Calle peatonal en Santiago de Chile |
Mercado de Cochabamba en Bolivia |
Se puede ver a un rubio grande sonriente distraído, lleva un pantalón beige, zapatos de alta montaña, camisa blanca, sombrero beige redondo y gafas. Desde que tengo memoria, así se ve el clásico extranjero en Cuenca, y sigue así. Esa imagen es sinónimo de muchas cosas, algunas son ideas reales y otras se basan en estereotipos. Pude unirme a este grupo real/imaginario mientras viajaba por Sudamérica. Aunque no usé prenda color beige. Las logos y formas hacían lo suyo.

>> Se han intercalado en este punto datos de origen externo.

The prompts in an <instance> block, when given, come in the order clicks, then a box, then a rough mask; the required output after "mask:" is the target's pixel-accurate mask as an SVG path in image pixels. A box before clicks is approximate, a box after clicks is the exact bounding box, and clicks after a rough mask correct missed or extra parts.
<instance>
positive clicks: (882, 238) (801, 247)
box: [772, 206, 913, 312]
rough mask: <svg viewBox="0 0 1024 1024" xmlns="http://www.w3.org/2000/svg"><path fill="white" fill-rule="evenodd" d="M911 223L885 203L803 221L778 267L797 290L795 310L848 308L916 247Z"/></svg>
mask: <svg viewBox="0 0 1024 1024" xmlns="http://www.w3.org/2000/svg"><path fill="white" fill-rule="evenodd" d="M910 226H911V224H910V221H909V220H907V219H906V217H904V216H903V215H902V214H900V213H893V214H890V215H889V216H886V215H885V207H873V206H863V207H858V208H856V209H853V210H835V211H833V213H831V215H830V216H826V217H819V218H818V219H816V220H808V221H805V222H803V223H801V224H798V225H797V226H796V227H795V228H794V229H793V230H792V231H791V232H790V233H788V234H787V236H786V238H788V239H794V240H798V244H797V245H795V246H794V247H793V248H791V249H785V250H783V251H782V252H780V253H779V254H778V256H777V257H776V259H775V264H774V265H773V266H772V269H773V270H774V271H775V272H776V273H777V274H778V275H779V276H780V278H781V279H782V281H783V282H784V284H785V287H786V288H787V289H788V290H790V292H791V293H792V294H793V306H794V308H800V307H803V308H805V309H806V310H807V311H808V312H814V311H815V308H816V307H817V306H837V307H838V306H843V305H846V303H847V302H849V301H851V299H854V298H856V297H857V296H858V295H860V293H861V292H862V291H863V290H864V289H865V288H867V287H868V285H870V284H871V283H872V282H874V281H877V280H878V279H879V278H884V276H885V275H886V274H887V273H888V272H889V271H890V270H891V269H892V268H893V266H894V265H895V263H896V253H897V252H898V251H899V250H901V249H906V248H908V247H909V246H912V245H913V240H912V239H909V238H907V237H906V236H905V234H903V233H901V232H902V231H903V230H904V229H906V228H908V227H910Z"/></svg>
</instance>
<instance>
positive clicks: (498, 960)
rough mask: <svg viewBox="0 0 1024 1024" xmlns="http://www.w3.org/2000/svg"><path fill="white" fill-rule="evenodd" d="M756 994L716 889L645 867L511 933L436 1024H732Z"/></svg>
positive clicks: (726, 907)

Entendía por qué aveces me hablaban en inglés. Era una cuestión de contexto. Otras veces era cuestión de comodidad. A sabiendas de que voy a ser descubierto, me infiltraba en un escenario sin un buen camuflaje. ¿Cómo no me iban a jalonear seis señoras del mercado para que coma en sus puestitos? Falsa riqueza. Gasté 10 soles. El pobre ahí era yo. Y me hicieron sentir como si Di Caprio hubiera aparecido de repente en el lugar.
Así mi "fama" se fue extendiendo. Desde la confusión de que yo era uno de los Plastilina Mosh (se tomaron una foto conmigo, yo les advertí que no era uno de ellos), a la confusión de que era el dueño de un hostal irlandés. (Un tipo se me acercó a pedir trabajo).
También se puede sentir una suerte de revolucionario, espía, o reportero de guerra cuando en los controles migratorios dices que eres periodista y te retienen más que a los demás con preguntas repetitivas e inquisitorias. Con que el pastor alemán no te ladre todo bien al final. ¿Por qué no dije que era publicista?
Por ahí se impresionaban con que un ecuatoriano haga ese tipo de viajes. Que escriba sobre el viaje en un sitio, que tenga una radio por Internet, o que sabía escalar. El más impresionado con eso fue un taxista en Arequipa, y en segundo puesto mi amigo en esa gasolinera en San José de Maipo.
Santiago de Chile sector Baquedano |
Pero llegué a Santiago de Chile. Donde desaparecí. No era ningún distintivo tener ropa con cierta marca, o usar esas gafas, o verme como un "aventurero", o llevar una mochila enorme y evidenciar mi estado de viajero. Era uno más. Caminar por Providencia y que ni un salonero me increpe con su maravilloso menú y promociones dos por uno. Cruzar el semáforo, y enfrentarme a una masa de gente, y que ni una chica me viera. Era otro nivel de invisibilidad. Todos en lo suyo. Menos yo.
Me fui por cafeína a la multinacional del frapuchino. Qué le voy a hacer, el café es bueno. Salí con mi nombre en el vaso "Nostalgia Inefable" y empecé mi regreso al hogar temporal. Volvía por la Piu Nono y sucedió que aparecí. Ya no era invisible. Las chicas me veían. Revisé si no tenía algo en el bigote, o en mi casaca. No. Todo estaba igual que antes. Lo único que cambió fue que llevaba en mi mano derecha un café de Starbucks. Era como un mal chiste sobre el Neoliberalismo. Erich Fromm lo hubiera usado como ejemplo para sus ideas en "Del tener al ser". Alguien ya cambió la frase de Descartes a: "Compro, luego existo".
Me detuve y estuve tentado a dejar caer mi café al suelo. Quería ver como los ojos de mi audiencia seguían el trayecto de lo que sería mi mayor atractivo del día. Pero recordé que me costó tres mil pesos y me detuve. Tomé otro sorbo, me quemé la lengua y me fui en pleno conocimiento de que mis poderes se iban a terminar tarde o temprano.